New York Post

RATE HOPES RISE

Job growth slows

- By ARIEL ZILBER With Wires

The rate of job growth moderated in June while May figures were revised downward — a trend that Wall Street analysts view as a positive sign that the Federal Reserve will slash interest rates later this year.

Nonfarm payrolls rose by 206,000 jobs in June — ahead of the 190,000 jobs economists expected but below the growth rate seen in previous months this year, the Labor Department said on Friday.

The feds also revised May jobs figures from the reported 272,000 jobs down to 218,000. For April, the government also revised the job figures downward — from the initial 165,000 to 108,000.

The signs of a weakening job market boosted investors’ hopes for rate cuts, although stocks were little changed in early trading.

The unemployme­nt rate ticked up to 4.1%, slightly ahead of economists’ prediction­s for a 4% increase.

Neil Dutta, an analyst at Renaissanc­e Macro Research, urged the Fed to “get on with” slashing interest rates.

“Today’s employment report ought to firm up expectatio­ns of a September rate cut,” Dutta told Bloomberg News. “Economic conditions are cooling and that makes the trade-offs different for the Fed.”

Investors have been hoping for news that would encourage the Federal Reserve to slash interest rates in its drive to fully tame inflation.

From the Fed’s perspectiv­e, a decelerati­on in hiring to a still-decent pace would be just about ideal.

It would suggest that the job market is slowing enough to ease pressure on employers to sharply raise pay, which could feed inflation, yet not so much as to cause waves of layoffs.

That said, economists have been repeatedly predicting that the job market would lose momentum in the face of high interest rates engineered by the Fed, only to see the hiring gains show unexpected strength.

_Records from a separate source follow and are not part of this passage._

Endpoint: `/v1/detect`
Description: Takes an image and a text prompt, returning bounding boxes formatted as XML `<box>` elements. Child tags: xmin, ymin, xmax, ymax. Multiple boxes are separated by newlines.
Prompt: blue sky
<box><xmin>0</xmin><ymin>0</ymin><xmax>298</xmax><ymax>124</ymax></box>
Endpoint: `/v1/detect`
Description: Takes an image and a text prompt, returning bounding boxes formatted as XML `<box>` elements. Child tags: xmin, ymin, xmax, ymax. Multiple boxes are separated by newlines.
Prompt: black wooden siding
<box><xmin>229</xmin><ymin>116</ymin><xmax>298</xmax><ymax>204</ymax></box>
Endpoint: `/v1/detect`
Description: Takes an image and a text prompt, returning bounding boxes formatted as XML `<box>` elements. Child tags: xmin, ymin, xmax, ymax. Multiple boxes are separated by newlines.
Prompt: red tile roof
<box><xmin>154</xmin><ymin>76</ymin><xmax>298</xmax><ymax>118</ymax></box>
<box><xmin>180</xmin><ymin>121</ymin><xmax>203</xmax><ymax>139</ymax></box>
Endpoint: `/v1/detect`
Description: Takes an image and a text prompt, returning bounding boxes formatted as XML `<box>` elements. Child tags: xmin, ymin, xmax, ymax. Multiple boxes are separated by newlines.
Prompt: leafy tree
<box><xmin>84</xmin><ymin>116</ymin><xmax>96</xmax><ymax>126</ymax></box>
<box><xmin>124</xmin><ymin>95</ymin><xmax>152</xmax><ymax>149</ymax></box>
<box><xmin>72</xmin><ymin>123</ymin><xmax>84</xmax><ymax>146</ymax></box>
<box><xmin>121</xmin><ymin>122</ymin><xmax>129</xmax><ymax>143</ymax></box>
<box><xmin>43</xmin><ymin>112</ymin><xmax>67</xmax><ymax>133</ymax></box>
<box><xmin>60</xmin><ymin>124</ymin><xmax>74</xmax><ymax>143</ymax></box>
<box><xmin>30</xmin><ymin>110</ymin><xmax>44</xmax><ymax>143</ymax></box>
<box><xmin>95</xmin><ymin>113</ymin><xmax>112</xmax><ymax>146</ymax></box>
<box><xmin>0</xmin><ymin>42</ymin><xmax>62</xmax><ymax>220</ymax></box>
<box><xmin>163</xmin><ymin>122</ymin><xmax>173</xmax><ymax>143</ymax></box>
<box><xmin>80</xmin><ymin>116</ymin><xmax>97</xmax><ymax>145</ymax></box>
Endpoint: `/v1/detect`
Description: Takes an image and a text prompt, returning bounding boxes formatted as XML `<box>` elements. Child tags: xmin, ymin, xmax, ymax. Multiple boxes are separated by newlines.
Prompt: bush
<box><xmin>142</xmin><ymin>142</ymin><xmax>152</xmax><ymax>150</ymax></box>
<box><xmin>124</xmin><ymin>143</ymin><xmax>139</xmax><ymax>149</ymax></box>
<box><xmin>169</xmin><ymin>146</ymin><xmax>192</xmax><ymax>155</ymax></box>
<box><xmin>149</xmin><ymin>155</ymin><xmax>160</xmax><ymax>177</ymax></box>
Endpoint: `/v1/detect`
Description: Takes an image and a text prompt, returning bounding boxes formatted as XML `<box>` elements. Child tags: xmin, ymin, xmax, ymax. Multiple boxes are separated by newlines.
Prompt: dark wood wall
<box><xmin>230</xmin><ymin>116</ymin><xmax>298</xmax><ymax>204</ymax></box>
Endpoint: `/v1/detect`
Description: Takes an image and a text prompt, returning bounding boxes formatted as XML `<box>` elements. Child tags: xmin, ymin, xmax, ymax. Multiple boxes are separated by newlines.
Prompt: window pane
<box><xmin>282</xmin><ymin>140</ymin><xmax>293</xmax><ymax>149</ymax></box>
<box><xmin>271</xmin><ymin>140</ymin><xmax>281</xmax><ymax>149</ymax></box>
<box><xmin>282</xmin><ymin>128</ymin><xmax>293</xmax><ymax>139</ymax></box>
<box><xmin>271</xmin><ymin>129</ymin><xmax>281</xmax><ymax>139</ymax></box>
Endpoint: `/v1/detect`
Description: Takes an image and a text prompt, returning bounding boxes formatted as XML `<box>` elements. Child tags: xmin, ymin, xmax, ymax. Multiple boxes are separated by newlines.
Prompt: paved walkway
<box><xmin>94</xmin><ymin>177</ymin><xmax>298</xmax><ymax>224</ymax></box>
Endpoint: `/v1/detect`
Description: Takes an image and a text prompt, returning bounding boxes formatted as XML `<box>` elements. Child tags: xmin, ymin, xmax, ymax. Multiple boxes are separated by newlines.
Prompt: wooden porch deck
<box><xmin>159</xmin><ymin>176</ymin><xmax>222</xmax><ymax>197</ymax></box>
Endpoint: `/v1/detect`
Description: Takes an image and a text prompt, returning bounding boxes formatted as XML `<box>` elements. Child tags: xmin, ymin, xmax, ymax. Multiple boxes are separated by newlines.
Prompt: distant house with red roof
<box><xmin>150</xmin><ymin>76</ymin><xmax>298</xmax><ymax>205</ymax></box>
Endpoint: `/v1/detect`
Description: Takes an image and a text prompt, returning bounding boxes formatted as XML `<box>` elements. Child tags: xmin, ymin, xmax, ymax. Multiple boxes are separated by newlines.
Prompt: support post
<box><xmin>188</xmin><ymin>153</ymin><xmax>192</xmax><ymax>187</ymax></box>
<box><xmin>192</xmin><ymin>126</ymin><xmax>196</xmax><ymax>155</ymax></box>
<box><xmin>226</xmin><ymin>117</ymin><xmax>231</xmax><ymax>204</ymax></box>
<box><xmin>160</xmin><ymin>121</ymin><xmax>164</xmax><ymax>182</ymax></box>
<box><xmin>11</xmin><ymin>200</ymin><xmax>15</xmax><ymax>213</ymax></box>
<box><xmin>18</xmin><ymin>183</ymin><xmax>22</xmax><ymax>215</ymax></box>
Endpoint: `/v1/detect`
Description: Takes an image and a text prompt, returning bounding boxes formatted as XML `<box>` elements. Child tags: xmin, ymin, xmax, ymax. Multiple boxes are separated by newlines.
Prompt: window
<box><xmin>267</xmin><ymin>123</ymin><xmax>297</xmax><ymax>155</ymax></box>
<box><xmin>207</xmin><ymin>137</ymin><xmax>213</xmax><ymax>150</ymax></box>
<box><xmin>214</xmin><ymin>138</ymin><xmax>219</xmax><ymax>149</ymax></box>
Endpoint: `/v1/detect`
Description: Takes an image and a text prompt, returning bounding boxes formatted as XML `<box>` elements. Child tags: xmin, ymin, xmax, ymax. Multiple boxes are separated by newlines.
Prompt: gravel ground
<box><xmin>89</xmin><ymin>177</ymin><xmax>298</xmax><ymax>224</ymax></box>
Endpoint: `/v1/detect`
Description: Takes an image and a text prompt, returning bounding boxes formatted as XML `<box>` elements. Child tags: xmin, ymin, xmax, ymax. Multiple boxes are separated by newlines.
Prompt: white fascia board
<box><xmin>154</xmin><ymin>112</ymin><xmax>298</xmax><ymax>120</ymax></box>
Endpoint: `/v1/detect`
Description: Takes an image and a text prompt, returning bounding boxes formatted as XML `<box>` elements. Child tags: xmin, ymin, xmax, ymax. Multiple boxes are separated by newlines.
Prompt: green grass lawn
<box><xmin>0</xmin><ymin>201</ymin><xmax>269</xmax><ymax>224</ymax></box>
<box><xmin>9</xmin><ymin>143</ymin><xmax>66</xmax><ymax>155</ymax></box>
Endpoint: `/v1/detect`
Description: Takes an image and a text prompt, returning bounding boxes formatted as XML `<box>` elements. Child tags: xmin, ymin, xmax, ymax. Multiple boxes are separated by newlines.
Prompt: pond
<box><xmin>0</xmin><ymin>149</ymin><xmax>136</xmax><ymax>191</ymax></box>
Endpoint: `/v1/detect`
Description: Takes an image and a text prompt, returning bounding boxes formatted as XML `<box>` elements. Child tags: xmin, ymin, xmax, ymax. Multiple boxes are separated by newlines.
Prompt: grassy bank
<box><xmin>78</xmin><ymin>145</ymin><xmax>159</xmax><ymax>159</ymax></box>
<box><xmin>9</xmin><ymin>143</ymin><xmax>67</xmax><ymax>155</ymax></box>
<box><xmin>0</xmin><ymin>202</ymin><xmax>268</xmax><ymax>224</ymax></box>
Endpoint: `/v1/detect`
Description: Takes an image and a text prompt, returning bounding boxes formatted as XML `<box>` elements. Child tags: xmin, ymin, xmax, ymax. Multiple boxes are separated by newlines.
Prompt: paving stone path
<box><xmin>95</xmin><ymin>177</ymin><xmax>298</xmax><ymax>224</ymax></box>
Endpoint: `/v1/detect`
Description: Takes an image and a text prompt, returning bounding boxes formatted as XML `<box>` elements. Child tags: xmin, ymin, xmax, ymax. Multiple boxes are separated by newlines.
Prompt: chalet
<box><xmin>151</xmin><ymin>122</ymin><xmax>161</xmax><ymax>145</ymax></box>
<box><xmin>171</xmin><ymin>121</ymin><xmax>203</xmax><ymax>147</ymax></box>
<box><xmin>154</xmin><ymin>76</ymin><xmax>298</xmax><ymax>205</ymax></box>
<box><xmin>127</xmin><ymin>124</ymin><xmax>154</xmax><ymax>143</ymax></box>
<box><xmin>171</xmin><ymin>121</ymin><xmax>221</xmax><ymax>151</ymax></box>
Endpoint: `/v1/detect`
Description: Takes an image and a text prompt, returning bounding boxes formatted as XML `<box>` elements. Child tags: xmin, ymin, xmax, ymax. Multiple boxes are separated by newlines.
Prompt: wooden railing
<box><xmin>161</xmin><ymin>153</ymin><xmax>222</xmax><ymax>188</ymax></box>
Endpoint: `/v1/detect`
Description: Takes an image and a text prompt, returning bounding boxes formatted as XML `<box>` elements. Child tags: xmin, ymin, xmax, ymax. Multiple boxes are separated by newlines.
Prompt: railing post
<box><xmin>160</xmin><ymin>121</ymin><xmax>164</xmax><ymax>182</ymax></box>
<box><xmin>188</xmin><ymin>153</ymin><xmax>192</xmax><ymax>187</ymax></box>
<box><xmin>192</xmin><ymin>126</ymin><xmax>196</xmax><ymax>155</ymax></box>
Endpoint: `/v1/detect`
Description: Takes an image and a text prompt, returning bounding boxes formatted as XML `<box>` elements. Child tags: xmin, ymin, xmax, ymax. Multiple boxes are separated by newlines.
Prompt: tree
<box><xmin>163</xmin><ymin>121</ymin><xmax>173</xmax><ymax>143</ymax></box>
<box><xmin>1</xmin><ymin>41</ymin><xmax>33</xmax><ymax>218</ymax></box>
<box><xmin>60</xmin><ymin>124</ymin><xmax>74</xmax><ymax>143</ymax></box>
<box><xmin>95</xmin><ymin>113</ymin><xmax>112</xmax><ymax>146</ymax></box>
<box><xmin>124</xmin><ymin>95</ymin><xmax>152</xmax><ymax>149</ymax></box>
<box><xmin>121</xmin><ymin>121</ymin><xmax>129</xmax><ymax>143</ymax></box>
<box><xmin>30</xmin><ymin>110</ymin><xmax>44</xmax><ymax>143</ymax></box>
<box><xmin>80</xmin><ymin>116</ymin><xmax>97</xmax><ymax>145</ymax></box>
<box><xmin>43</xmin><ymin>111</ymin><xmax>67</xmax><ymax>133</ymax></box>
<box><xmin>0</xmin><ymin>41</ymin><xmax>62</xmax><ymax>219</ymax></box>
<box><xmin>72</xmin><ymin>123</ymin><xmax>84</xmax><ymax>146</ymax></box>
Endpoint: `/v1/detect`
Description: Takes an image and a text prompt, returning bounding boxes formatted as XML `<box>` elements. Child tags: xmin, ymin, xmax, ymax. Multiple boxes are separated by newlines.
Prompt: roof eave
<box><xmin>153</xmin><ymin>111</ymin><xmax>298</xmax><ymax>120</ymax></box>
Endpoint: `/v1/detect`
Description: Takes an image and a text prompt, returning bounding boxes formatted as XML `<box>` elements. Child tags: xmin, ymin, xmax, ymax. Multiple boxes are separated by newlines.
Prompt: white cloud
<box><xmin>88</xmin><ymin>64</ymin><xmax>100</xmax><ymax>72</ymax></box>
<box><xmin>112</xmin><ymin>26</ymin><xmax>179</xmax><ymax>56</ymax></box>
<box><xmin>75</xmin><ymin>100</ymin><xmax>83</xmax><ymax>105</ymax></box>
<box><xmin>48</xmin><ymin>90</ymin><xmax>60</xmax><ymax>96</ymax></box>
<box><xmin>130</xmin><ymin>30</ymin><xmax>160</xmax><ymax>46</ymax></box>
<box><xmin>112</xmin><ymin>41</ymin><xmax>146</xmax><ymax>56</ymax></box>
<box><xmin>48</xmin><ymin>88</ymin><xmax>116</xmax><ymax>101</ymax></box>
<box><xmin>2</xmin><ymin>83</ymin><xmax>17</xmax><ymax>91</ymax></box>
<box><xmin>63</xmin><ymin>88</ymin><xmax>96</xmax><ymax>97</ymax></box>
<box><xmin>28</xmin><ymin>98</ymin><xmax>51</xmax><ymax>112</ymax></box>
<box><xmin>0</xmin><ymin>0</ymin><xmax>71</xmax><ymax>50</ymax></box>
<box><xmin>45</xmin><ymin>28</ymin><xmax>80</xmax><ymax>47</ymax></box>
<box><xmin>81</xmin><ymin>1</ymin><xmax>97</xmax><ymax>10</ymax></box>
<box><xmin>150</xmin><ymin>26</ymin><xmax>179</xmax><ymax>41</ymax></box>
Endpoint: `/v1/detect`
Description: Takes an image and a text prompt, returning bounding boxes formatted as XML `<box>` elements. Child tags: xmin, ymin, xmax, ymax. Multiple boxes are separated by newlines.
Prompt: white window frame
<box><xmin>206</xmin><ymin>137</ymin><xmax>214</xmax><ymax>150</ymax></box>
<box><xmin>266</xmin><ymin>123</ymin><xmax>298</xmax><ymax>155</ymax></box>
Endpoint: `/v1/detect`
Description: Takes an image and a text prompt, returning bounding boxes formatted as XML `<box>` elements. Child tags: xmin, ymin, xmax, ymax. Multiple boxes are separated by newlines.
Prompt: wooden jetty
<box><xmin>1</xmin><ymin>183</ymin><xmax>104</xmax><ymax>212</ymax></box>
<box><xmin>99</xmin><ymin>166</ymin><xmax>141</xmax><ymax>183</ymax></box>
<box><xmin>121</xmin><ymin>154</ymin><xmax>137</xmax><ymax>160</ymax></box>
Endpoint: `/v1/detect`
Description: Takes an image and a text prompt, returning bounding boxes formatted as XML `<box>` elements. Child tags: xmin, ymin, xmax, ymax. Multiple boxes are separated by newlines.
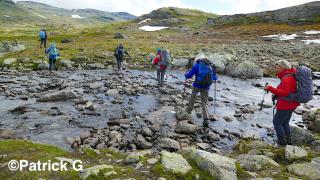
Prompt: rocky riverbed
<box><xmin>0</xmin><ymin>69</ymin><xmax>320</xmax><ymax>152</ymax></box>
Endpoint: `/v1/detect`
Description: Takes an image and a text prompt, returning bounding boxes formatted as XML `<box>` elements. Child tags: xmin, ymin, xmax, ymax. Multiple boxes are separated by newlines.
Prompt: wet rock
<box><xmin>226</xmin><ymin>61</ymin><xmax>263</xmax><ymax>79</ymax></box>
<box><xmin>37</xmin><ymin>90</ymin><xmax>77</xmax><ymax>102</ymax></box>
<box><xmin>161</xmin><ymin>151</ymin><xmax>192</xmax><ymax>174</ymax></box>
<box><xmin>237</xmin><ymin>154</ymin><xmax>280</xmax><ymax>171</ymax></box>
<box><xmin>134</xmin><ymin>134</ymin><xmax>152</xmax><ymax>149</ymax></box>
<box><xmin>285</xmin><ymin>145</ymin><xmax>308</xmax><ymax>161</ymax></box>
<box><xmin>287</xmin><ymin>163</ymin><xmax>320</xmax><ymax>180</ymax></box>
<box><xmin>160</xmin><ymin>138</ymin><xmax>180</xmax><ymax>150</ymax></box>
<box><xmin>37</xmin><ymin>62</ymin><xmax>49</xmax><ymax>70</ymax></box>
<box><xmin>174</xmin><ymin>121</ymin><xmax>200</xmax><ymax>134</ymax></box>
<box><xmin>141</xmin><ymin>127</ymin><xmax>153</xmax><ymax>136</ymax></box>
<box><xmin>124</xmin><ymin>150</ymin><xmax>152</xmax><ymax>164</ymax></box>
<box><xmin>290</xmin><ymin>126</ymin><xmax>315</xmax><ymax>145</ymax></box>
<box><xmin>302</xmin><ymin>108</ymin><xmax>320</xmax><ymax>133</ymax></box>
<box><xmin>0</xmin><ymin>129</ymin><xmax>15</xmax><ymax>139</ymax></box>
<box><xmin>61</xmin><ymin>38</ymin><xmax>73</xmax><ymax>43</ymax></box>
<box><xmin>181</xmin><ymin>148</ymin><xmax>237</xmax><ymax>179</ymax></box>
<box><xmin>79</xmin><ymin>164</ymin><xmax>114</xmax><ymax>179</ymax></box>
<box><xmin>113</xmin><ymin>33</ymin><xmax>125</xmax><ymax>39</ymax></box>
<box><xmin>2</xmin><ymin>58</ymin><xmax>17</xmax><ymax>66</ymax></box>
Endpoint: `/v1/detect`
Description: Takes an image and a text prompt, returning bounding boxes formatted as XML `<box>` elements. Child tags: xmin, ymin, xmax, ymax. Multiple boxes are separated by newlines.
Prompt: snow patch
<box><xmin>139</xmin><ymin>26</ymin><xmax>169</xmax><ymax>31</ymax></box>
<box><xmin>138</xmin><ymin>18</ymin><xmax>151</xmax><ymax>24</ymax></box>
<box><xmin>304</xmin><ymin>30</ymin><xmax>320</xmax><ymax>35</ymax></box>
<box><xmin>71</xmin><ymin>14</ymin><xmax>85</xmax><ymax>19</ymax></box>
<box><xmin>302</xmin><ymin>39</ymin><xmax>320</xmax><ymax>44</ymax></box>
<box><xmin>262</xmin><ymin>34</ymin><xmax>298</xmax><ymax>41</ymax></box>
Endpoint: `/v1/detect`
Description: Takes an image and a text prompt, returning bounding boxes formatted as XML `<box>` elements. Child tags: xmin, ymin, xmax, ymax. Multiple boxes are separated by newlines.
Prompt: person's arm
<box><xmin>267</xmin><ymin>78</ymin><xmax>294</xmax><ymax>97</ymax></box>
<box><xmin>212</xmin><ymin>69</ymin><xmax>218</xmax><ymax>81</ymax></box>
<box><xmin>184</xmin><ymin>64</ymin><xmax>198</xmax><ymax>79</ymax></box>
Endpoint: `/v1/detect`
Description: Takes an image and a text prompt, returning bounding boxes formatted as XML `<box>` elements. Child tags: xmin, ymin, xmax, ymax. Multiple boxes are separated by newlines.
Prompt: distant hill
<box><xmin>0</xmin><ymin>0</ymin><xmax>136</xmax><ymax>25</ymax></box>
<box><xmin>211</xmin><ymin>1</ymin><xmax>320</xmax><ymax>24</ymax></box>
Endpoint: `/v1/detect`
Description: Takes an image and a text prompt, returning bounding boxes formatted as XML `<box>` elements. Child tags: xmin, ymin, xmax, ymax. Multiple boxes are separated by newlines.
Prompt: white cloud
<box><xmin>15</xmin><ymin>0</ymin><xmax>188</xmax><ymax>16</ymax></box>
<box><xmin>216</xmin><ymin>0</ymin><xmax>314</xmax><ymax>14</ymax></box>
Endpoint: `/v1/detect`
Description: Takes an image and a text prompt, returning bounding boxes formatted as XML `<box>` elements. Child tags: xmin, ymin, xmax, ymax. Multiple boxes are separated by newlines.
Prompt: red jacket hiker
<box><xmin>268</xmin><ymin>68</ymin><xmax>300</xmax><ymax>110</ymax></box>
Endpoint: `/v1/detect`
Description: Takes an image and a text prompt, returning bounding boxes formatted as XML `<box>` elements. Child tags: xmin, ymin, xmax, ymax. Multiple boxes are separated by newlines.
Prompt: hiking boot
<box><xmin>203</xmin><ymin>119</ymin><xmax>209</xmax><ymax>128</ymax></box>
<box><xmin>278</xmin><ymin>136</ymin><xmax>287</xmax><ymax>146</ymax></box>
<box><xmin>286</xmin><ymin>134</ymin><xmax>292</xmax><ymax>145</ymax></box>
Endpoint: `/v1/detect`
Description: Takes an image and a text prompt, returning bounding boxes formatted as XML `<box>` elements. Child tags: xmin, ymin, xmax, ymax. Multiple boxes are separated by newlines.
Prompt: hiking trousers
<box><xmin>40</xmin><ymin>38</ymin><xmax>47</xmax><ymax>48</ymax></box>
<box><xmin>157</xmin><ymin>69</ymin><xmax>166</xmax><ymax>86</ymax></box>
<box><xmin>187</xmin><ymin>87</ymin><xmax>209</xmax><ymax>120</ymax></box>
<box><xmin>273</xmin><ymin>110</ymin><xmax>293</xmax><ymax>144</ymax></box>
<box><xmin>117</xmin><ymin>59</ymin><xmax>122</xmax><ymax>71</ymax></box>
<box><xmin>49</xmin><ymin>58</ymin><xmax>58</xmax><ymax>71</ymax></box>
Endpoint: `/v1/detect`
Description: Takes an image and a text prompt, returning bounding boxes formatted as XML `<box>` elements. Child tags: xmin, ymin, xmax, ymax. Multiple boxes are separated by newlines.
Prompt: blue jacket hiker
<box><xmin>45</xmin><ymin>43</ymin><xmax>60</xmax><ymax>71</ymax></box>
<box><xmin>185</xmin><ymin>53</ymin><xmax>218</xmax><ymax>126</ymax></box>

“The labor market has really proven the doubters wrong,’’ said Andrew Flowers, chief economist at Appcast, which uses technology to help companies recruit workers.

Signs of slowdown

Still, Flowers suggested, the much higher borrowing costs caused by the Fed’s rate hikes will eventually weaken the job market.

“Eventually,” he said, “it’s going to bend, but not break. The slow bite of high interest rates is going to moderate job growth.’’

Already, there are signs of an economic slowdown. The US gross domestic product — the total output of goods and services — grew at a lethargic annual pace of 1.4% from January through March, the slowest quarterly pace in nearly two years.